Sacco e Vanzetti fu un film spartiacque. Una vicenda prima non molto nota, dopo il 1971 (anno di uscita del film) divenne conosciuta da milioni di persone.

Merito del grande Giuliano Montaldo, che diede vita a questa straordinaria opera che raccontava la storia di due anarchici condannati ingiustamente. E non solo. Il regista genovese, grazie a questo film, contribuì alla riabilitazione storica e morale dei due italiani negli Stati Uniti (nella ricorrenza del cinquantesimo anno dalla loro esecuzione - il 23 agosto 1977 - il governatore del Massachusetts Michael Dukakis riconobbe ufficialmente, con una cerimonia pubblica, l'errore giudiziario e il dolo dei magistrati).

Il film uscì in un periodo storico particolare, due anni dopo la strage di Piazza Fontana, e fu frutto di una serie di fortunate coincidenze: il regista decise di realizzarlo subito dopo aver visto a Genova lo spettacolo teatrale Sacco e Vanzetti di Roli e Vincenzoni e per puro caso, grazie allo zampino di Furio Colombo, riuscì a coinvolgere nel progetto la cantautrice Joan Baez da sempre impegnata nei diritti civili e nel pacifismo.
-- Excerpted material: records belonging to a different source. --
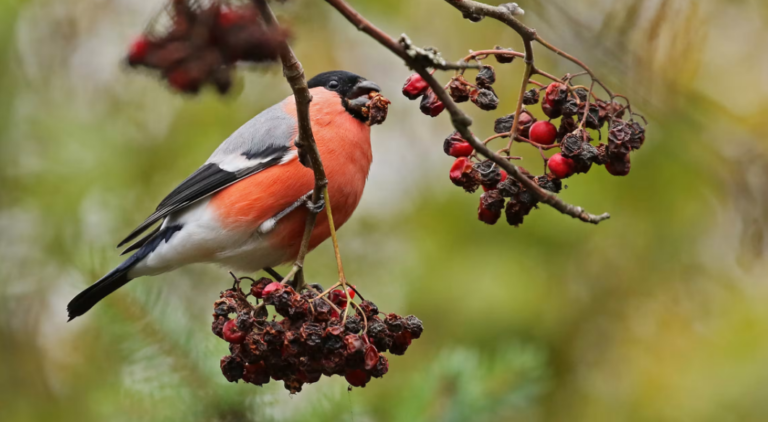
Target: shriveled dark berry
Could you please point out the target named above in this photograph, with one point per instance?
(484, 98)
(531, 97)
(490, 174)
(486, 76)
(509, 188)
(504, 124)
(430, 104)
(395, 323)
(369, 308)
(459, 89)
(232, 368)
(414, 326)
(553, 185)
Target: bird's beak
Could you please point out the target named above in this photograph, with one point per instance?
(362, 88)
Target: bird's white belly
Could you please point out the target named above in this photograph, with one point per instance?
(202, 239)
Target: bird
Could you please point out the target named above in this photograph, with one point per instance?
(242, 209)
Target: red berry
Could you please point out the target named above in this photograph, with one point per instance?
(232, 334)
(138, 50)
(456, 146)
(560, 166)
(431, 105)
(459, 167)
(543, 133)
(357, 377)
(271, 287)
(415, 86)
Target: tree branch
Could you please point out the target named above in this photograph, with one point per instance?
(306, 145)
(462, 122)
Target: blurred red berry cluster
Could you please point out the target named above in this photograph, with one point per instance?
(193, 44)
(318, 334)
(579, 111)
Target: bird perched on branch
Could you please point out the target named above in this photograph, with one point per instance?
(244, 208)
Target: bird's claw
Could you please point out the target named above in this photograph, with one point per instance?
(316, 207)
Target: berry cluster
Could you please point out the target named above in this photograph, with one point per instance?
(200, 44)
(320, 333)
(578, 109)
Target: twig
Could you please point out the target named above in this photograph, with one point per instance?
(305, 143)
(462, 122)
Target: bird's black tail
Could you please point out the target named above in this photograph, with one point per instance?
(118, 277)
(84, 301)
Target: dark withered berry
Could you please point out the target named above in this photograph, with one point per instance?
(244, 321)
(484, 98)
(553, 185)
(509, 188)
(224, 307)
(395, 323)
(217, 327)
(504, 58)
(456, 146)
(555, 95)
(619, 165)
(414, 326)
(567, 125)
(572, 144)
(486, 76)
(369, 308)
(257, 287)
(354, 324)
(400, 343)
(526, 197)
(232, 368)
(459, 89)
(312, 334)
(430, 104)
(381, 367)
(491, 204)
(322, 310)
(504, 124)
(371, 357)
(464, 174)
(333, 338)
(531, 97)
(359, 377)
(490, 174)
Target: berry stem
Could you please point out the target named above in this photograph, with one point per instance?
(462, 122)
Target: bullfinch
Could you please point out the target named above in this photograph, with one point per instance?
(243, 208)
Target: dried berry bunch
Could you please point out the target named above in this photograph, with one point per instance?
(579, 111)
(193, 43)
(319, 333)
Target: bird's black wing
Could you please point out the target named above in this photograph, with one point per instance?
(207, 180)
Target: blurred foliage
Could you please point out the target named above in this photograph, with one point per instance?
(655, 315)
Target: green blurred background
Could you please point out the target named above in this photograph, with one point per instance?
(658, 314)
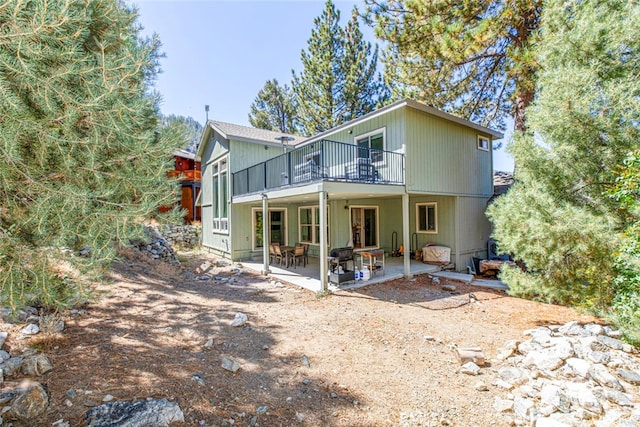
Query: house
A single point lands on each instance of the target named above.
(406, 174)
(188, 170)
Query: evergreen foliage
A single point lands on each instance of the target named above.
(192, 130)
(572, 215)
(474, 59)
(338, 81)
(84, 160)
(273, 108)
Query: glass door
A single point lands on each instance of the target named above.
(364, 227)
(277, 227)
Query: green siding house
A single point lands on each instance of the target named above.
(405, 170)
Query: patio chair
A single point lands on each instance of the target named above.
(297, 255)
(306, 253)
(279, 256)
(272, 253)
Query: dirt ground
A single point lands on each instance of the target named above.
(381, 355)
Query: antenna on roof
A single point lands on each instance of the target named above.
(284, 140)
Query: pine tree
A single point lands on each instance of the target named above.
(338, 79)
(273, 108)
(363, 89)
(560, 217)
(192, 131)
(471, 58)
(83, 157)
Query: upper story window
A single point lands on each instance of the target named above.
(371, 145)
(483, 143)
(220, 177)
(427, 218)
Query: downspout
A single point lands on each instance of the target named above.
(265, 235)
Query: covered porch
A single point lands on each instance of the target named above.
(309, 277)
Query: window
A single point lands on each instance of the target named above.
(220, 195)
(309, 224)
(427, 218)
(483, 143)
(371, 145)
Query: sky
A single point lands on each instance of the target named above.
(221, 53)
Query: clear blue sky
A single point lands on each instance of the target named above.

Dai suoi testi (primo fra tutti il brano Here’s to you) e dalle musiche di Ennio Morricone nacque una soundtrack che è diventata poi simbolo di quella tragica vicenda e universalmente una specie di inno manifesto contro le ingiustizie.

Tutto questo viene raccontato dal documentario diretto da Silvia Giulietti e Giotti Barbieri, intitolato La morte legale, che ripercorre la genesi di questo importante film firmato dal maestro Montaldo.

 

Attraverso le testimonianze non solo di Montaldo, ma anche di Morricone, del critico Mario Sesti e di altri protagonisti, si mettono in luce tutti i retroscena di un film fondamentale per la storia del cinema italiano.

E si riattualizza così una vicenda storica: quella di due italiani, emigrati negli Stati Uniti, che nel 1927 a Boston, nel Massachusetts, furono condannati a morte con la sola colpa di essere anarchici. Un delitto di Stato che è sempre bene ricordare.